How Real Mad Men Used Women to Sell Cars
Move over, Jaguar — Don Draper is trading in the British luxury car for the all-American Chevy. On this week's episode of Mad Men, Don and Roger hit the road — or the friendly skies — for Detroit to pitch Chevy for the car of the future. Don wins the account, after teaming up with rival Teddy Chaough. The two decide to merge their ad agencies so they can compete with the big boys. And it's a good thing Don doesn't come back to NY empty-handed, since earlier in the episode he fired the agency's previous car client, Jaguar.
Sterling Cooper Draper Pryce (or whatever it will be called now) managed to win the Chevy account with less sketchy tactics than it used to win Jaguar. As we saw last season, throughout the process of vying for Jaguar, it's clear that the show's ad men have little respect for women. The creative team uses a mistress as its muse for the slogan — "Jaguar. At last. Something beautiful you can truly own" — comparing a woman to a car. Only the car is better than a woman because you can own it. And of course, the SCDP partners pull a more shocking move, conspiring to prostitute out their colleague Joan Harris to a higher-up at Jaguar to secure the account. Joan's sexual objectification provides a literal reference to how women were used to sell cars. The real 1960s Jaguar slogan, "A cat of a different breed," alluded to women, and subsequent taglines included, "Domesticated. Not Declawed." Or, "Nobody's Pussycat." The British carmaker wasn't alone. Copy on a '60s-era Ford ad, featuring a seductive-looking young woman in the passenger's seat, reads, "So luxurious inside, watch 'em overguess the price." Are they talking about the car or the woman?

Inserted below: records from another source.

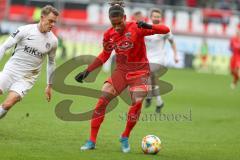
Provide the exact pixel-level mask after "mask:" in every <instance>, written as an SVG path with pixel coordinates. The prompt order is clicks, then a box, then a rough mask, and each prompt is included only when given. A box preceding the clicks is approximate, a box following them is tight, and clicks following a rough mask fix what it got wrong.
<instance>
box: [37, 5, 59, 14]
mask: <svg viewBox="0 0 240 160" xmlns="http://www.w3.org/2000/svg"><path fill="white" fill-rule="evenodd" d="M50 13H53V14H54V15H55V16H58V15H59V12H58V10H57V9H56V8H54V7H53V6H51V5H46V6H45V7H43V8H42V10H41V16H47V15H49V14H50Z"/></svg>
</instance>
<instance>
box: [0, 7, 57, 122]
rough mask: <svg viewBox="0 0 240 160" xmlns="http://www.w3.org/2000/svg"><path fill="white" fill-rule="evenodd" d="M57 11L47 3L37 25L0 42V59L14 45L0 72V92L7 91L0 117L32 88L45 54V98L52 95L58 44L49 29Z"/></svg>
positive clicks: (5, 91)
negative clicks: (52, 89) (46, 81)
mask: <svg viewBox="0 0 240 160" xmlns="http://www.w3.org/2000/svg"><path fill="white" fill-rule="evenodd" d="M58 15H59V13H58V11H57V9H55V8H54V7H52V6H50V5H47V6H45V7H43V8H42V10H41V19H40V22H39V23H38V24H29V25H25V26H21V27H19V28H18V29H17V31H16V32H15V33H13V34H12V35H11V36H10V37H9V38H8V39H7V40H6V41H5V42H4V43H3V44H1V45H0V60H1V59H2V57H3V55H4V53H5V52H6V50H7V49H9V48H11V47H13V46H15V50H14V53H13V55H12V57H11V58H10V59H9V60H8V62H7V63H6V64H5V66H4V69H3V70H2V72H0V95H1V94H3V93H5V92H8V95H7V98H6V99H5V100H4V101H3V103H0V118H2V117H3V116H4V115H6V113H7V112H8V110H9V109H11V108H12V107H13V105H15V104H16V103H17V102H19V101H20V100H21V99H22V98H23V97H24V96H25V95H26V93H27V92H28V91H29V90H30V89H31V88H32V87H33V85H34V83H35V81H36V79H37V77H38V75H39V72H40V70H41V67H42V64H43V61H44V59H45V57H46V56H47V57H48V63H47V87H46V90H45V95H46V98H47V101H50V100H51V95H52V88H51V85H52V76H51V75H52V73H53V71H54V68H55V53H56V49H57V45H58V40H57V38H56V36H55V35H54V34H53V33H52V32H51V30H52V28H53V27H54V26H55V24H56V21H57V17H58Z"/></svg>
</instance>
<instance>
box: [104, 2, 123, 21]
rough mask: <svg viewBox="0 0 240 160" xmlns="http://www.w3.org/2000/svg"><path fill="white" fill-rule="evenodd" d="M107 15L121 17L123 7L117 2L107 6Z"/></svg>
mask: <svg viewBox="0 0 240 160" xmlns="http://www.w3.org/2000/svg"><path fill="white" fill-rule="evenodd" d="M108 14H109V17H110V18H112V17H123V16H124V14H125V13H124V9H123V7H122V6H120V5H119V4H115V5H113V6H111V7H110V8H109V11H108Z"/></svg>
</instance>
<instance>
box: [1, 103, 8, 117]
mask: <svg viewBox="0 0 240 160" xmlns="http://www.w3.org/2000/svg"><path fill="white" fill-rule="evenodd" d="M6 113H7V110H5V109H4V108H3V107H2V106H0V118H2V117H3V116H4V115H5V114H6Z"/></svg>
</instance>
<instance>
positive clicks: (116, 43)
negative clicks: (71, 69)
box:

Based on the glimpse of the Chevy pitch we see this week — a teaser campaign that draws on innocent anticipation of the unknown — Don might be taking a more wholesome approach. But looking at real Chevy ads from the era, women are still deployed as attention-grabbing accessories. Check out some 1960s car ads featuring women. I'd love to say we've come a long way, but just flip on the TV and you'll see that car ads featuring sexualized women aren't getting kicked to the curb any time soon.